Samstag 04.03.2023; "Ankunft im Frühling"

Mindelo/Kap Verden.

Heute sind wir wohlbehalten im warmen, sonnigen Mindelo (Kap Verden) angekommen.

Die Pelagia hatte etwas Verspätung, so dass wir das Schiff erst am späten Nachmittag in den Hafen von Mindelo einlaufen sehen konnten. Wir hatten dadurch etwas Zeit, uns an die Umstellung vom kalten, grauen Deutschland auf den subtropischen Frühling auf den Kapverden zu gewöhnen. Morgen werden wir uns auf dem Schiff einrichten und damit beginnen, die Ausrüstung aus dem Container auszuladen und unsere Arbeitsplätze einzurichten.
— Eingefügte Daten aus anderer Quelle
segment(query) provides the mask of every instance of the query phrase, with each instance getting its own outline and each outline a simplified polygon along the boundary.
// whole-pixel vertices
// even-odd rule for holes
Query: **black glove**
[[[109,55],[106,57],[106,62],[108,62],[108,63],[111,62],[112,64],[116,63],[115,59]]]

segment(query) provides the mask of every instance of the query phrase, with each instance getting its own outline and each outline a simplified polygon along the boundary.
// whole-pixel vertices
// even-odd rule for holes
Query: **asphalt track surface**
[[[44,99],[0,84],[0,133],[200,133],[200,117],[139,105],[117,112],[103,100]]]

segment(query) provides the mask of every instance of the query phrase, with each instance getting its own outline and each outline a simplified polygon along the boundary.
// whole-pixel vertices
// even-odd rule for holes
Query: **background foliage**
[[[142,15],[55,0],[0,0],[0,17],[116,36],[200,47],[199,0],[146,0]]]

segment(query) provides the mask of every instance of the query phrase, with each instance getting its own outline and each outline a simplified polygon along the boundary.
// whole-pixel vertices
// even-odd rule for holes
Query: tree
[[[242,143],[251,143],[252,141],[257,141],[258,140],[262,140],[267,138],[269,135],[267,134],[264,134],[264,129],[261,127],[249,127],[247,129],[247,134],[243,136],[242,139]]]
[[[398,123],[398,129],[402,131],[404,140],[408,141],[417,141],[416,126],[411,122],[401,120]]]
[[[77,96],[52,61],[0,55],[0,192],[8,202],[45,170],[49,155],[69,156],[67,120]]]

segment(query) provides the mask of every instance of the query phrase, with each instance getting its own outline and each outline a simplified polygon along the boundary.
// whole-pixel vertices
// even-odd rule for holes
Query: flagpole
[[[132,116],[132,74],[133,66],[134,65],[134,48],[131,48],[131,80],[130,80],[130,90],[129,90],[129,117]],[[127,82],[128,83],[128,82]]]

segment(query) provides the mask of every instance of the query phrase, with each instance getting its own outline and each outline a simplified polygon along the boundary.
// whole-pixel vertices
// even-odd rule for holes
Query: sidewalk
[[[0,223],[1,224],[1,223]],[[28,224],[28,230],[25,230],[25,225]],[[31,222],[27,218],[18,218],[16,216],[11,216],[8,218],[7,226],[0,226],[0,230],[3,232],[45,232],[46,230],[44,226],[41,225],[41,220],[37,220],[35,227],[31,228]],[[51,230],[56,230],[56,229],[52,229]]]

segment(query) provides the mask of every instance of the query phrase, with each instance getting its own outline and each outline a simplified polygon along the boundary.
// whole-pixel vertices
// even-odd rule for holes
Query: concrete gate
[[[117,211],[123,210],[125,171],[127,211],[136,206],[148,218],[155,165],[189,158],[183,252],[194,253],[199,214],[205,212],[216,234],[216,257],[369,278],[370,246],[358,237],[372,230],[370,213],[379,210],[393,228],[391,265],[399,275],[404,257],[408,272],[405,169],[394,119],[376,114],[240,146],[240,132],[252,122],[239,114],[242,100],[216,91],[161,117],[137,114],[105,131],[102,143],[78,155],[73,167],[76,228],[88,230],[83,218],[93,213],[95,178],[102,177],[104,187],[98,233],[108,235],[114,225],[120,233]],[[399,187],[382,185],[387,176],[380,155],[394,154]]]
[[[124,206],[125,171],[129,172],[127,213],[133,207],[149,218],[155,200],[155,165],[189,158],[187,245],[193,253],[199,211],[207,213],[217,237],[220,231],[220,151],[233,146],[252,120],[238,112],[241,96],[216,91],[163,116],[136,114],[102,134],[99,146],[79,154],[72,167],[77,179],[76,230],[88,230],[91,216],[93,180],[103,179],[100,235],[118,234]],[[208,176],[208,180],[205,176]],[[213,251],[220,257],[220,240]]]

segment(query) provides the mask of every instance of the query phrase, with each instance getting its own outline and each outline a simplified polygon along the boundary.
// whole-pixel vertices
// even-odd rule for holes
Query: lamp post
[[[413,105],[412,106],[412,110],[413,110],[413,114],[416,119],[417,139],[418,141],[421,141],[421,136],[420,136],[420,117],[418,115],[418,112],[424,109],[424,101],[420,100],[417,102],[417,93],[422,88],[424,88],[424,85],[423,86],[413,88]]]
Ankunft am Flughafen Sao Vicente. Foto: K. Zonneveld
Ankunft am Flughafen Sao Vicente. Foto: K. Zonneveld
Pelagia läuft in den Hafen von Mindelo ein. Foto: K.Zonneveld
Pelagia läuft in den Hafen von Mindelo ein. Foto: K.Zonneveld

Montag 06.03.2023; “Parking Jam"

Mindelo/Kap Verden.

Unter einem wunderschönen blauen Himmel mit einer erfrischenden Brise begann ein arbeitsreicher Tag. Heute sind die Container mit unserer Ausrüstung angekommen und wir müssen die Labore für die bevorstehende Fahrt vorbereiten. Das hört sich zwar einfach an, erfordert aber in der Praxis einige logistische Tüfteleien. Denn die ankommenden Container mit der Ausrüstung für die bevorstehende “Dust-2023"- Fahrt müssen auf ihrem Rückweg nach Europa die gesamte Ausrüstung der vorherigen Fahrt enthalten. Also... müssen zunächst die Container geleert werden – wobei unsere Ausrüstung irgendwo gelagert werden muss, wo sie nicht im Weg ist. Dann muss die Ausrüstung der vorherigen Fahrt in den zuvor geleerten Containern gelagert werden und es muss darauf geachtet werden, dass jeder Container genau die Ausrüstung enthält, die auf den Zollpapieren steht... Zum Glück meistern die MARUM-Logistiker Marco und Götz diese Realitätsversion des Spiels "Parking Jam" mit Bravour.

Ausrüstungs-
Ausrüstungs- "Parking Jam" auf dem Deck der R.V. Pelagia. Foto: K. Zonneveld
Gruppenfoto vor der Pelagia. Foto: MARUM
Gruppenfoto vor der Pelagia. Foto: MARUM

Dienstag 07.03.2023; "Unterwegs"

Auslaufen aus dem Hafen von Mindelo. Foto: K. Zonneveld
Auslaufen aus dem Hafen von Mindelo. Foto: K. Zonneveld

Zwischen den Kapverdischen Inseln.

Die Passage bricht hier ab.